Just Sustain

by AlwaysEroticWrestling, ThisGuyFvcks



Series: High Spots High [10]
Category: All Elite Wrestling, Professional Wrestling, World Wrestling Entertainment
Genre: M/M, Roman goes to the rival school, This one's a lil sad, probs not - Freeform, will i ever stop having shield feelings
Language: English
Status: Completed
Published: 2019-11-26
Updated: 2019-11-26
Packaged: 2021-02-26 04:07:35
Rating: Not Rated
Warnings: Creator Chose Not To Use Archive Warnings
Chapters: 1
Words: 1,837
Publisher: archiveofourown.org
Story URL: https://archiveofourown.org/works/21567361
Author URL: https://archiveofourown.org/users/AlwaysEroticWrestling/pseuds/AlwaysEroticWrestling, https://archiveofourown.org/users/ThisGuyFvcks/pseuds/ThisGuyFvcks
Summary: Sometimes independence and loneliness are the same thing.Jon Moxley isn't close to anyone in his school. Once bitten, twice shy.
Relationships: Dean Ambrose | Jon Moxley/Roman Reigns, Dean Ambrose | Jon Moxley/Roman Reigns/Seth Rollins | Tyler Black, implied
Series: High Spots High [10]
Series URL: https://archiveofourown.org/series/1536658
Comments: 3
Kudos: 23





	Just Sustain

**Author's Note:**

> This takes place after Friday Night Fights, which, due to the nature of having 3 people working in the same universe, isn't done. The only thing you need to know is that Roman is a football star for Henry Harrison Highschool, HHH, and that I'm good at stupid puns.

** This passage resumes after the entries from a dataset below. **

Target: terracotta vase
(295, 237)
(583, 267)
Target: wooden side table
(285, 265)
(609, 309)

The corner gas station was the closest thing to a grocery store this part of town had. Moxley prowled the familiar shelves of packaged snacks and considered the hot dog rack for a moment. Sometimes, as a kid, he’d pocket a candy bar here and there, when he could get away with it without old man Arn behind the counter noticing. The pockets of his leather jacket remained empty today, though, and he just went to the back where the coolers were. A twelve pack of cheap cans was enough to get the job done, and if it wasn’t he could probably come up with a bottle of whiskey from somewhere. 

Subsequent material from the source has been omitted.